In a few hours, G will start her first day of 3rd grade. She's been anxious for weeks. Yet tonight, I'm the one that can't sleep!We've spent a lot of time at amusement parks this summer, giving rides new to us the once-over, checking height requirements, how fast, how high, how spinny, assessing the scary-to-fun ratio. And then waiting on line. For the wary 8 year old, it's agony because she's not sure she's going to like it. Every inch forward is the question "Do you think we should do this?" I gulp down my own butterflies and tell her "Yes, absolutely" and go first to show her it's fine.
For R, the intrepid 3 year old, it's agony because she wants to go on "RIGHT NOOOOWWW!" while Mommy tries to bring her to her senses. R was the first in the family to try a waterslide at a local pool (Mom: "You don't have to honey, you can wait to do it next time, with your sister." R: "It's okay mom, I think I can do it." She did it!). And she was the first to go on a bungee-trampoline, laughing all the way.
What is that about? Is the younger sibling more adventurous by nature? Or has the 8 year old accumulated enough experiences to make her more anxious? When she was 3, I remember G running pell-mell into the ocean, over and over. This summer, she would only go in holding her dad's hand.

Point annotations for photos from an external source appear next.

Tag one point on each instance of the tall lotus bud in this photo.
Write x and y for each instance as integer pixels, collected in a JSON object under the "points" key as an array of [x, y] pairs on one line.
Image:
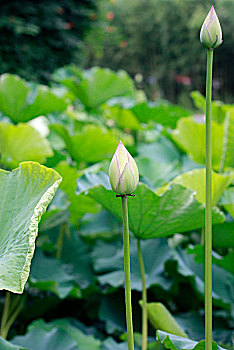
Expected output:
{"points": [[211, 32], [123, 171]]}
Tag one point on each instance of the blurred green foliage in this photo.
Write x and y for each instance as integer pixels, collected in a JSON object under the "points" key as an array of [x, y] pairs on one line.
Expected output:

Well, we're waiting in line again tonight. Tomorrow, she'll hold my hand walking in the door. Will it be okay? She'll want to know. Yes, absolutely, I'll say. And then I'll let her go.
Friday, September 4, 2009
Zen and the Art of Boogie Boarding with Barb
The first time I went boogie boarding with Barb (http://upside-down-patty.blogspot.com/2009/07/boogie-boarding-with-barb.html) was bliss. Actually, two parts of it were bliss. The part that was safe on land, where we ate grapes and read Cosmo and listened to music on her ipod like teenagers. And the part where I actually rode a wave on a boogie board - woo hoo! The parts in between - getting in the ocean, scanning the horizon nervously, feeling the sand fall out from under me or the water going over me - were a lot more anxiety provoking.So when we were boogie boarding recently for the second time and getting knocked around by waves, I felt unsettled. Barb kept calling to me, "Look out!" a second before I got smacked upside the head. When Barb observed "I don't know how you can stay with your back to the waves, I always like to see what's coming at me," it finally occurred to me to turn around - aha, seeing the waves makes things easier! But scarier, too - seeing each swell - gosh, how big is that going to get? What should I do? Where is it going to break? Help!

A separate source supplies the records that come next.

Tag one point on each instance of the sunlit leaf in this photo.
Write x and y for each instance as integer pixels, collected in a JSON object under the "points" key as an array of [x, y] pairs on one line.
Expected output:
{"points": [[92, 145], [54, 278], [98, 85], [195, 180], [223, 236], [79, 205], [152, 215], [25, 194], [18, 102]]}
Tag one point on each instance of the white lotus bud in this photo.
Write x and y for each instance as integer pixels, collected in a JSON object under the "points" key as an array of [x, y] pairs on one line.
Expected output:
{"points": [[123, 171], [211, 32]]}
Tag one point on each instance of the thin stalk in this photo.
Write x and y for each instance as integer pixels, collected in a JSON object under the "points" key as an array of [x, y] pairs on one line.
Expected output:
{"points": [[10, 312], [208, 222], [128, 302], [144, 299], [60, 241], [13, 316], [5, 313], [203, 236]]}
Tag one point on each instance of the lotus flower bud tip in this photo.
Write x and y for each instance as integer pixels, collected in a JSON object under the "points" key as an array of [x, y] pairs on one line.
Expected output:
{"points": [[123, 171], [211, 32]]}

After one big wave, Barb laughed "I love that moment, when you're looking at a wave and not sure what to do - should I dive under or jump or ride it in? That's the best!" I laughed inside. The moment when I don't know what to do? That's the part I hate!

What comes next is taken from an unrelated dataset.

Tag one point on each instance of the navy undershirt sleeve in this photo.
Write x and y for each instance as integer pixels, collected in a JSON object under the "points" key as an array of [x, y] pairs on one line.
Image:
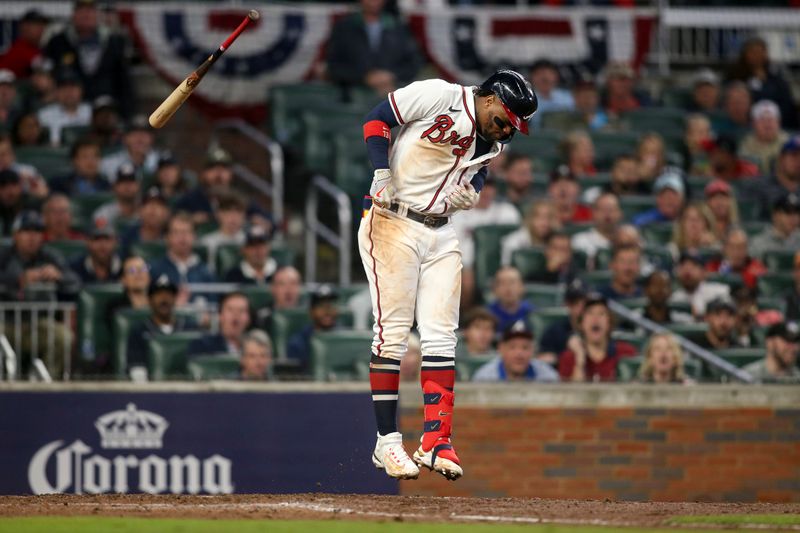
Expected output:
{"points": [[378, 147]]}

Zen and the Art of Happiness says simply "Be Happy."
Barb and I floating on our boards under the blue sky? Happy.
Sitting on the beach basking in sun and good company? So easy to be happy!
But to be happy when off balance, out of one's element, uncertain of what is coming?
That is Zen and the Art of Boogie Boarding with Barb! That, right there, is a practice worth cultivating. Om, peace, B!